Check Definition (sensu-agent resource)
# check_puma.yaml
type: CheckConfig
api_version: core/v2
metadata:
name: check-puma-process
namespace: default
labels:
app: rails
environment: production
spec:
command: /usr/local/bin/check_puma_process.py
interval: 30
timeout: 10
subscriptions:
- rails-app
handlers:
- pagerduty
- slack
publish: true
round_robin: false
Apply it with sensuctl:
sensuctl create -f check_puma.yaml
Agents that have the rails-app subscription in their agent.yml will execute this check every 30 seconds. The subscription system replaces Nagios's host groups and service templates — you tag agents with subscription labels and assign checks to those labels.
Handlers
A pipe handler sends event JSON to a command's stdin:
type: Handler
api_version: core/v2
metadata:
name: pagerduty
namespace: default
spec:
type: pipe
command: sensu-pagerduty-handler --token $PAGERDUTY_TOKEN
env_vars:
- PAGERDUTY_TOKEN=$PAGERDUTY_TOKEN
timeout: 10
filters:
- is_incident
- not_silenced
A set handler fans out to multiple handlers:
type: Handler
api_version: core/v2
metadata:
name: alerts
namespace: default
spec:
type: set
handlers:
- pagerduty
- slack
The is_incident filter fires the handler only on state changes (OK to non-OK or vice versa), not on every recurring CRITICAL result. Without it you'll spam PagerDuty with the same alert every 30 seconds.

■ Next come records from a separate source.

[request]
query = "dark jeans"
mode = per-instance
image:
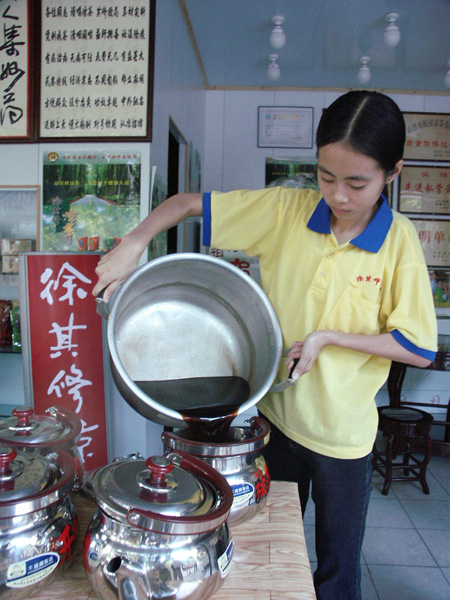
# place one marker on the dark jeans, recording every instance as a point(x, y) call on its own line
point(340, 490)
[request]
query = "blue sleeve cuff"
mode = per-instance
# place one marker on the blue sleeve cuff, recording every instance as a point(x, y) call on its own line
point(400, 338)
point(207, 219)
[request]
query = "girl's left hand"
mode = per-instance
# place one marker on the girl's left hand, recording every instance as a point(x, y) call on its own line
point(307, 353)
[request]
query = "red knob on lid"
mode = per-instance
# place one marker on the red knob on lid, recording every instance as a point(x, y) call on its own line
point(23, 415)
point(159, 466)
point(7, 455)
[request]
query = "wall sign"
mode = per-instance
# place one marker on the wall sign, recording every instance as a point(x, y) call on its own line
point(96, 69)
point(427, 136)
point(425, 189)
point(285, 127)
point(62, 343)
point(16, 110)
point(434, 238)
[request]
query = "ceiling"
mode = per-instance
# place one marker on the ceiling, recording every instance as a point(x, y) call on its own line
point(324, 42)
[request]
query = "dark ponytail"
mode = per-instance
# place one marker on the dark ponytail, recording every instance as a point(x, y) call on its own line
point(369, 122)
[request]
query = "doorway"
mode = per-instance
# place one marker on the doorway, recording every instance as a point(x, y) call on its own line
point(176, 174)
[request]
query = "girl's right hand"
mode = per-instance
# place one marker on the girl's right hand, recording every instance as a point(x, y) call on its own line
point(113, 268)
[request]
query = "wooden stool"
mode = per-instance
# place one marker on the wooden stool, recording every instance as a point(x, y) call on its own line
point(404, 427)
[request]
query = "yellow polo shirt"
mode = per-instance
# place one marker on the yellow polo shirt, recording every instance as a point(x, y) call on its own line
point(376, 283)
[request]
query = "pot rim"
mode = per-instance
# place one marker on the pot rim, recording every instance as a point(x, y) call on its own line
point(260, 440)
point(55, 493)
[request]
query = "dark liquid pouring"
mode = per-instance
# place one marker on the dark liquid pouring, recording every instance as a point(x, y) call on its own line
point(207, 404)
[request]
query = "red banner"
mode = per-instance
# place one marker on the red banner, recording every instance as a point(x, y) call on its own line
point(66, 350)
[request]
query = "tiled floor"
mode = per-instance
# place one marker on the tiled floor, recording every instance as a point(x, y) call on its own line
point(406, 550)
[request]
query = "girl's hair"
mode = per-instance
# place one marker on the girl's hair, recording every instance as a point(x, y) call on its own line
point(369, 122)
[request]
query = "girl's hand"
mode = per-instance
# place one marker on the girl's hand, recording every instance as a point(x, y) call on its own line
point(307, 353)
point(113, 268)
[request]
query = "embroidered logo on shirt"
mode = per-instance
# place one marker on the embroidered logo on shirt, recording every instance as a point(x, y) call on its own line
point(368, 279)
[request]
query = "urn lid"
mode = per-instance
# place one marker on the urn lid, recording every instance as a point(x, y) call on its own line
point(174, 493)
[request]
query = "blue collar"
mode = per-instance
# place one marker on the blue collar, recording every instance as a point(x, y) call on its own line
point(373, 236)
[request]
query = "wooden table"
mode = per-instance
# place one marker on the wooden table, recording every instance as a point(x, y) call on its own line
point(270, 559)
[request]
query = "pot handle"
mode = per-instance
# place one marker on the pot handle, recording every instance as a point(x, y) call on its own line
point(66, 416)
point(102, 306)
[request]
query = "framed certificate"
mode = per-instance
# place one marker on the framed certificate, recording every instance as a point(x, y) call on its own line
point(285, 127)
point(425, 189)
point(427, 136)
point(96, 70)
point(17, 68)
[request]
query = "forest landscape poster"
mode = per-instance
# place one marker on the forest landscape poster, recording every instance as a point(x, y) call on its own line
point(91, 199)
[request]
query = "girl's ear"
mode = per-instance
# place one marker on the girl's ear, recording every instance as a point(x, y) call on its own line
point(398, 167)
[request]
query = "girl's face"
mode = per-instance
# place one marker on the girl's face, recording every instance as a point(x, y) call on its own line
point(351, 182)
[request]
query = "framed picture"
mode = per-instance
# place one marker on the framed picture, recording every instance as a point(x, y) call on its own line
point(440, 286)
point(427, 136)
point(91, 198)
point(20, 215)
point(95, 79)
point(434, 238)
point(285, 127)
point(17, 68)
point(425, 189)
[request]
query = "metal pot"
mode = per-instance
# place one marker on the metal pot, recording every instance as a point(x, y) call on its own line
point(239, 460)
point(160, 531)
point(190, 316)
point(38, 521)
point(58, 429)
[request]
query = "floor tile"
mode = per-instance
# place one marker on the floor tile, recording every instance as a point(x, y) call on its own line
point(438, 543)
point(439, 467)
point(387, 546)
point(368, 590)
point(412, 490)
point(310, 538)
point(387, 512)
point(428, 514)
point(409, 583)
point(309, 517)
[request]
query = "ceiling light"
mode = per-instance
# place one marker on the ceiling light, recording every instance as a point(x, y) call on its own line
point(392, 32)
point(273, 70)
point(364, 71)
point(447, 77)
point(277, 37)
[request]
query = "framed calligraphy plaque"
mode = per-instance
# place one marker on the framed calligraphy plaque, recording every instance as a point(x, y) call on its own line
point(434, 238)
point(20, 212)
point(427, 136)
point(425, 189)
point(17, 67)
point(96, 70)
point(62, 343)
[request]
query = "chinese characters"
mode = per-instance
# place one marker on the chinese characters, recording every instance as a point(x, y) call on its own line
point(13, 69)
point(94, 69)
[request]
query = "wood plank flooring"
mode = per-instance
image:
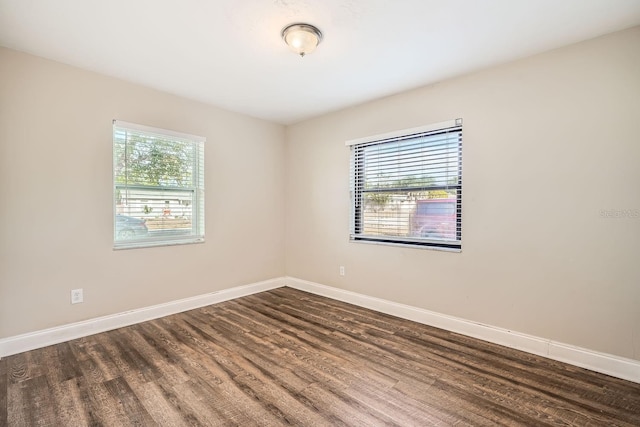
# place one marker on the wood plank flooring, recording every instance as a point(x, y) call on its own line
point(286, 357)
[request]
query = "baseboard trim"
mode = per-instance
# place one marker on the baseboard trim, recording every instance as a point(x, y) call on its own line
point(616, 366)
point(609, 364)
point(58, 334)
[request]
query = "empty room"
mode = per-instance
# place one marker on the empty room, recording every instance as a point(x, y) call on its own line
point(319, 213)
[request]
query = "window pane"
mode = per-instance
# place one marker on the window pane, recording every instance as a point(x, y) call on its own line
point(429, 215)
point(158, 187)
point(408, 189)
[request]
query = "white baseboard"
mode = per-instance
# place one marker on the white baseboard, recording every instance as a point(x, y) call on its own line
point(46, 337)
point(616, 366)
point(609, 364)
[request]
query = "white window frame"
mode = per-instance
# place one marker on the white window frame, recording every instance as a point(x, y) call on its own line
point(360, 187)
point(194, 188)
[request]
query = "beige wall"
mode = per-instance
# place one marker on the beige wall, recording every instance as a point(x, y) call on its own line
point(549, 142)
point(56, 198)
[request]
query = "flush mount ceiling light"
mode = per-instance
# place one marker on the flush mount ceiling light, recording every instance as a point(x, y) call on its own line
point(301, 38)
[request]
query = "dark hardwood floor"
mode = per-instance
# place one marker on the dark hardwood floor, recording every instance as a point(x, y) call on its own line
point(286, 357)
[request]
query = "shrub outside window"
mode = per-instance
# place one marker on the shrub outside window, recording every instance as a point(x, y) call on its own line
point(406, 187)
point(158, 186)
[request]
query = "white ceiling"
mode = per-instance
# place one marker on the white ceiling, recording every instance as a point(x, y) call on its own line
point(229, 53)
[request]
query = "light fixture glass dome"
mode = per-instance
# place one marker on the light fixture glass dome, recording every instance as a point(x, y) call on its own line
point(302, 38)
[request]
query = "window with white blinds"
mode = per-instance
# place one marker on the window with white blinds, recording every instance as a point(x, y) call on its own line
point(158, 186)
point(406, 187)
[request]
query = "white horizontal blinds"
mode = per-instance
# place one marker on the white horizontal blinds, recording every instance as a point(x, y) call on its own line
point(408, 188)
point(158, 186)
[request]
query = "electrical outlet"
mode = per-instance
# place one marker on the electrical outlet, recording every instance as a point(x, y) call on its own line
point(76, 296)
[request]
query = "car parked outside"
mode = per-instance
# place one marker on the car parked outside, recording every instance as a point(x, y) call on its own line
point(128, 227)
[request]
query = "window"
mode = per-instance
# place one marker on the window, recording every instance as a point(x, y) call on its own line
point(406, 187)
point(158, 186)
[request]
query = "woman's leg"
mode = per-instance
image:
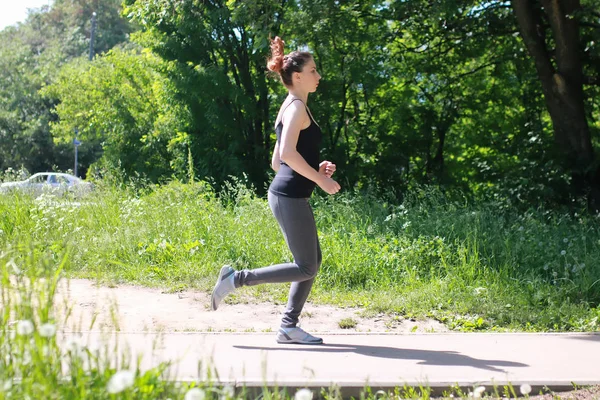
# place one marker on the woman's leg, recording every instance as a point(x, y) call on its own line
point(296, 220)
point(299, 292)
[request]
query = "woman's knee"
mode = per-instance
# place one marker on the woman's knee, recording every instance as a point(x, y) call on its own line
point(310, 270)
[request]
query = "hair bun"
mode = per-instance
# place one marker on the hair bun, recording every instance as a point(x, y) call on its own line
point(275, 63)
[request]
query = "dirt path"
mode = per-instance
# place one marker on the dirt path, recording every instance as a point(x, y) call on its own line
point(142, 309)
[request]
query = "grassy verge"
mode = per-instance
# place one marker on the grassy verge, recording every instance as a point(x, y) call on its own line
point(475, 266)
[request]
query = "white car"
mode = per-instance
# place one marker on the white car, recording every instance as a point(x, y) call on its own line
point(53, 182)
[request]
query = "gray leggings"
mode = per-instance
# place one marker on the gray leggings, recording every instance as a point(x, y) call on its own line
point(297, 223)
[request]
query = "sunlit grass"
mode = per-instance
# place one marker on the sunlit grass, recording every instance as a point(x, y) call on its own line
point(473, 266)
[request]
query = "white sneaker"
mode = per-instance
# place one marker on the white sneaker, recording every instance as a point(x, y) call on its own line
point(296, 335)
point(223, 287)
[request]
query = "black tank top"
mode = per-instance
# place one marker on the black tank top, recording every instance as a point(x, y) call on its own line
point(288, 182)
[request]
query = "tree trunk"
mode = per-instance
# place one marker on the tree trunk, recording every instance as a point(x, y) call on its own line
point(561, 76)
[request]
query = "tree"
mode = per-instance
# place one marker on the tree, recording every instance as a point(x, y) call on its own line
point(551, 31)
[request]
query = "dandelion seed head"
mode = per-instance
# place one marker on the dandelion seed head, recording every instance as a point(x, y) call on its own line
point(228, 392)
point(525, 389)
point(24, 327)
point(47, 330)
point(303, 394)
point(195, 394)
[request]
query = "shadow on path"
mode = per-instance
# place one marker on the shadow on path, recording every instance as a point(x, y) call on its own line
point(427, 357)
point(594, 337)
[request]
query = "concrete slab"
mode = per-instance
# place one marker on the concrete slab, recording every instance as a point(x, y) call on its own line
point(378, 360)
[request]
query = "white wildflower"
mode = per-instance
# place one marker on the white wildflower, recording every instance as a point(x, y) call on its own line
point(525, 389)
point(195, 394)
point(11, 264)
point(479, 290)
point(120, 381)
point(74, 344)
point(228, 392)
point(24, 327)
point(478, 392)
point(26, 358)
point(303, 394)
point(47, 330)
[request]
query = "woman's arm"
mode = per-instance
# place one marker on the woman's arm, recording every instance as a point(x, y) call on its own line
point(275, 161)
point(295, 116)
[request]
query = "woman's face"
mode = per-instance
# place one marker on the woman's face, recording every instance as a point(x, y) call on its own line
point(309, 78)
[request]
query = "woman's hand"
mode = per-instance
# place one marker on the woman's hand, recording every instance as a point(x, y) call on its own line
point(329, 185)
point(327, 168)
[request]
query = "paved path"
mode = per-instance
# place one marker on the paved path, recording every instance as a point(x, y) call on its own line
point(379, 360)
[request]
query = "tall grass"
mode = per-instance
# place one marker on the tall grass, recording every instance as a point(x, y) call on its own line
point(472, 265)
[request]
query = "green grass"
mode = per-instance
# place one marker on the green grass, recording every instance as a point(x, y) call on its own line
point(36, 364)
point(473, 266)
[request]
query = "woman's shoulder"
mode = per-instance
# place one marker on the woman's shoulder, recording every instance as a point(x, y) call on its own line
point(295, 109)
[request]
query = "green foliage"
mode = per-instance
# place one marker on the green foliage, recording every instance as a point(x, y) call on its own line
point(413, 93)
point(31, 56)
point(123, 103)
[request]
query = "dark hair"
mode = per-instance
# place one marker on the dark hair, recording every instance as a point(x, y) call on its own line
point(286, 65)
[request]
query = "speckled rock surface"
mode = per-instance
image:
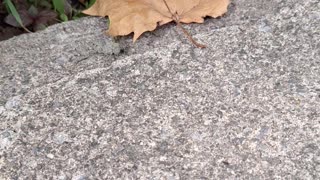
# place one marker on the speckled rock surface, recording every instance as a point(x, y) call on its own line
point(74, 104)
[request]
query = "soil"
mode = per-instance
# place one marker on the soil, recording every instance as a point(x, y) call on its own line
point(7, 31)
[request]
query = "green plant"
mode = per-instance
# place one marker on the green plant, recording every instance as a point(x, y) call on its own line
point(38, 14)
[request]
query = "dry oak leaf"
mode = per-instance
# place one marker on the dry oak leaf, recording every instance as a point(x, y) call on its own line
point(139, 16)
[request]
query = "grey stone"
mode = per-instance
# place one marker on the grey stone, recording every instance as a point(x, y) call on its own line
point(76, 104)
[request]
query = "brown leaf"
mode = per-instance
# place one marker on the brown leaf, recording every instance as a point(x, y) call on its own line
point(139, 16)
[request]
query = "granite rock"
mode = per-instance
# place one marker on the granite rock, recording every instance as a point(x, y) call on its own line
point(77, 104)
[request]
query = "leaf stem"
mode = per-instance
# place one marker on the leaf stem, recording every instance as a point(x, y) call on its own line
point(175, 17)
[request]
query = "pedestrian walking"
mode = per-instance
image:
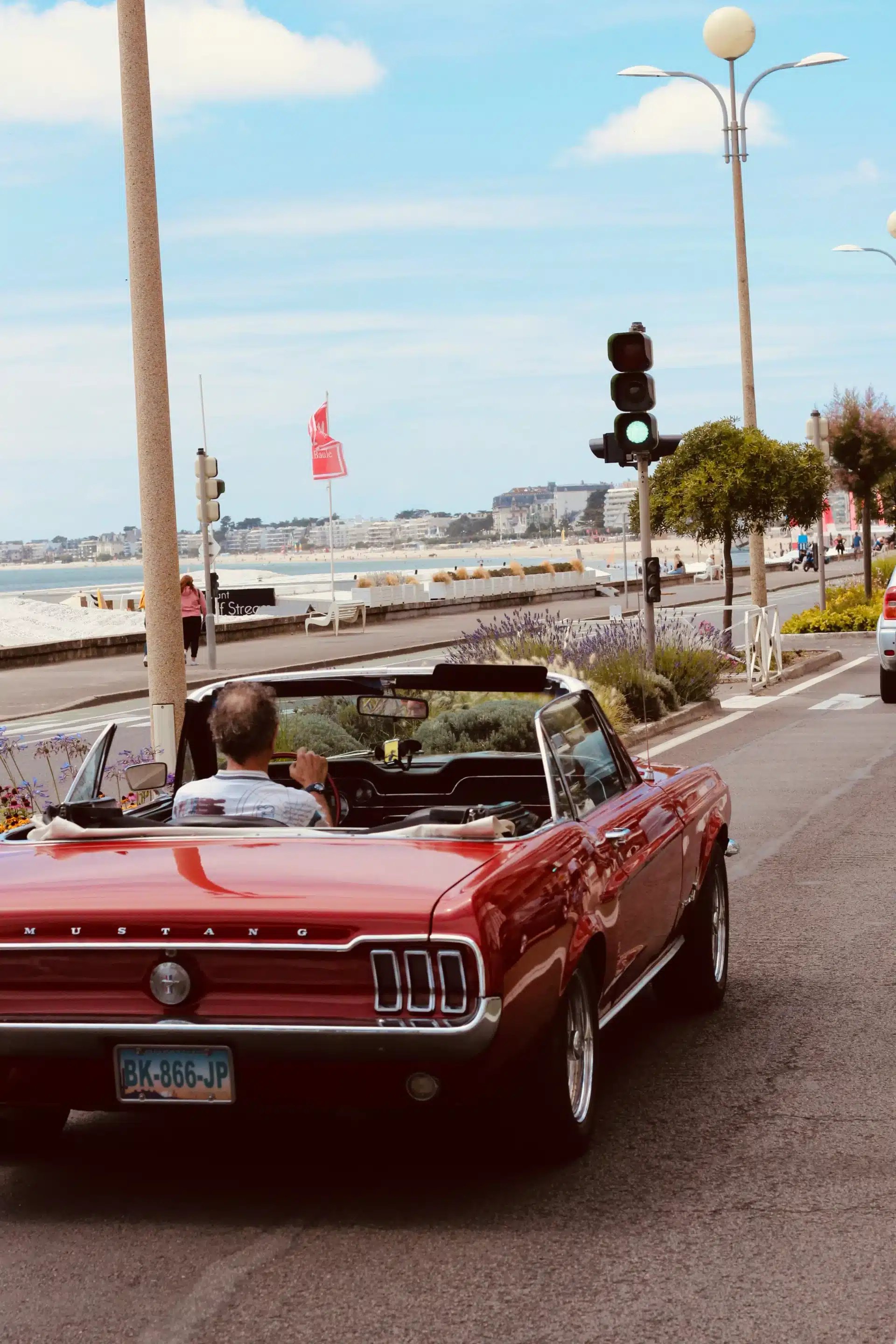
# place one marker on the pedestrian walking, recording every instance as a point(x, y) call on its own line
point(141, 607)
point(193, 609)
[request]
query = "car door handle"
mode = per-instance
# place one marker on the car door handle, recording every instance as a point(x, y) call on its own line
point(617, 836)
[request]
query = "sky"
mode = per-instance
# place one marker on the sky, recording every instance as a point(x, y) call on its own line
point(436, 211)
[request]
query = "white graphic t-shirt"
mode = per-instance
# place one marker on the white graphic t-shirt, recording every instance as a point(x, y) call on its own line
point(245, 793)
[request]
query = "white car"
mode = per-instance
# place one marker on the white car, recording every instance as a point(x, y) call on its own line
point(887, 644)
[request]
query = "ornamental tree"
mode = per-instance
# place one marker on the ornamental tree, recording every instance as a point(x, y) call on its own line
point(863, 448)
point(723, 482)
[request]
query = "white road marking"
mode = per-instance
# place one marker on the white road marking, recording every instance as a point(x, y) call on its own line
point(756, 705)
point(699, 733)
point(844, 702)
point(214, 1288)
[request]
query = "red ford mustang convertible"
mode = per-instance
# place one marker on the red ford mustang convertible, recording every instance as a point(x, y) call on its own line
point(503, 879)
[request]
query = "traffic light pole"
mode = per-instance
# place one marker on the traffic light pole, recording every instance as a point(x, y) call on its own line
point(211, 650)
point(644, 511)
point(823, 599)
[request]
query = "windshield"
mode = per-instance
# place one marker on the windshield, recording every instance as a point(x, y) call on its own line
point(459, 722)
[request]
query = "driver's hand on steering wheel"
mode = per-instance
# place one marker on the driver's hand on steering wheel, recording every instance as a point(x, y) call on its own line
point(308, 768)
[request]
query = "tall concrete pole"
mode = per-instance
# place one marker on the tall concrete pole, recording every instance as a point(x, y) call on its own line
point(644, 509)
point(758, 593)
point(814, 424)
point(159, 523)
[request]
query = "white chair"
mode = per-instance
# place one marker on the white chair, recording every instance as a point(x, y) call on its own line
point(339, 613)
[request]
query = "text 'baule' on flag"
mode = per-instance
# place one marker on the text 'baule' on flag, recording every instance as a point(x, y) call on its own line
point(327, 454)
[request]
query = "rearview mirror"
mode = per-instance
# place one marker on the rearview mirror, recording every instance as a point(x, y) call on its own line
point(152, 775)
point(392, 707)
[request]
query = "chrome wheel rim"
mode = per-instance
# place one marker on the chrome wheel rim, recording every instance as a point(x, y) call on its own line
point(580, 1050)
point(719, 928)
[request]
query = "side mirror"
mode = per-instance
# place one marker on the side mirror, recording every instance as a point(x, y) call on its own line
point(154, 775)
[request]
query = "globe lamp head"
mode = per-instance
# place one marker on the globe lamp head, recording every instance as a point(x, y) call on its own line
point(730, 33)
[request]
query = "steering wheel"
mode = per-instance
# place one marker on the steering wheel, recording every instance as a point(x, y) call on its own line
point(331, 792)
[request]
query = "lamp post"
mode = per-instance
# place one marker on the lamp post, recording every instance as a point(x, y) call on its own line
point(730, 33)
point(158, 518)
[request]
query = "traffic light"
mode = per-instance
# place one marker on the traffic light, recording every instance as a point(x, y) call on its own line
point(214, 488)
point(610, 451)
point(633, 392)
point(652, 592)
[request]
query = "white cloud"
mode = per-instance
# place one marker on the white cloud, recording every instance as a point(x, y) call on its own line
point(61, 65)
point(303, 219)
point(680, 118)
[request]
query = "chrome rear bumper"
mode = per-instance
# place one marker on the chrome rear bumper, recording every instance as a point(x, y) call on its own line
point(386, 1039)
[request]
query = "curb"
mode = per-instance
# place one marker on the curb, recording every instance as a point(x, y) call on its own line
point(678, 720)
point(14, 658)
point(832, 635)
point(814, 665)
point(195, 683)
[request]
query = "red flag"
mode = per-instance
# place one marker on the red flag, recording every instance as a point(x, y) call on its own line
point(327, 454)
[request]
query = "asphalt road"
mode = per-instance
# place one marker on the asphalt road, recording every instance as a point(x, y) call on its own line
point(741, 1186)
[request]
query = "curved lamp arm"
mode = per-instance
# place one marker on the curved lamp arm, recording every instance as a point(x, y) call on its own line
point(789, 65)
point(726, 129)
point(655, 73)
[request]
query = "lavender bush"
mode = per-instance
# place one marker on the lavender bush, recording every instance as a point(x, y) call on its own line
point(691, 658)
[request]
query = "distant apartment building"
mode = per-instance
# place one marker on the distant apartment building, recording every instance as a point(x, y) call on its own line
point(616, 506)
point(551, 504)
point(573, 500)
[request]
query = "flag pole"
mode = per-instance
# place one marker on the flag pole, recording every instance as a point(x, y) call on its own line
point(329, 494)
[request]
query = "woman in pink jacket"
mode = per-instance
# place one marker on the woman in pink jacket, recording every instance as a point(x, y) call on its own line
point(193, 609)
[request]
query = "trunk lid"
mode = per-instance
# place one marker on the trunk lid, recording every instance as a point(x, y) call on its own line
point(221, 888)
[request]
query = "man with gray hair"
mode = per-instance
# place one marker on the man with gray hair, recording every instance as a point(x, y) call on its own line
point(244, 725)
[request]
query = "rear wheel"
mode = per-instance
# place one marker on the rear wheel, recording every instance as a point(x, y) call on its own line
point(695, 980)
point(887, 686)
point(559, 1078)
point(26, 1128)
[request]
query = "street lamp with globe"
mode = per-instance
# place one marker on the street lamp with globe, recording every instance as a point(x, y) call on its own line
point(730, 33)
point(882, 252)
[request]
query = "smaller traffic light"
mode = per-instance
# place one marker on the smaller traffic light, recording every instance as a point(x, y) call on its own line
point(652, 592)
point(209, 483)
point(610, 451)
point(637, 431)
point(630, 353)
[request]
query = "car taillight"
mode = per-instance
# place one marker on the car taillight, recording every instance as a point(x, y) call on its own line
point(421, 981)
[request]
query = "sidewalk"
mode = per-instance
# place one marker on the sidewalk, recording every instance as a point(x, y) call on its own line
point(63, 686)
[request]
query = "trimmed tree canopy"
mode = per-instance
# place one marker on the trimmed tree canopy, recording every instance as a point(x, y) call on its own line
point(863, 447)
point(724, 480)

Silencing During Maintenance
# Silence a specific check on a specific entity for 2 hours
sensuctl silenced create \
--subscription entity:privia-app-01 \
--check check-puma-process \
--expire 7200 \
--reason "Scheduled maintenance - upgrading Puma"
# List active silences
sensuctl silenced list
# Delete a silence
sensuctl silenced delete entity:privia-app-01:check-puma-process
sensuctl for Day-to-Day Operations
# List all entities
sensuctl entity list
# Show recent events
sensuctl event list
# Show events in a non-OK state
sensuctl event list --field-selector "event.check.state == failing"
# Force a check to run immediately
sensuctl check execute check-puma-process
# View a specific check config
sensuctl check info check-puma-process --format yaml
Sensu Classic vs. Sensu Go
Sensu Classic (0.x) was Ruby-based, used Redis for the event store, and RabbitMQ as the transport. Configuration lived in JSON files. The check result pipeline was: agent → RabbitMQ → Ruby server process → Redis.
Sensu Go (5.x+) is a complete rewrite in Go. The backend is a single binary with embedded etcd. The agent is also a single binary. The configuration format is YAML/JSON resources managed via sensuctl or the API. No Redis, no RabbitMQ.
The migration from Classic to Go is not an in-place upgrade — you're essentially re-implementing your checks and handlers in the new format. We did this incrementally, running both systems in parallel for about six weeks until all checks were migrated and validated.
If you're migrating from Nagios, the mental model shift is: replace hosts/services with entities/subscriptions, replace NRPE with the Sensu agent, and replace Nagios config files with sensuctl-managed YAML resources. Your existing check scripts (anything that outputs text and exits with 0/1/2/3) work without modification.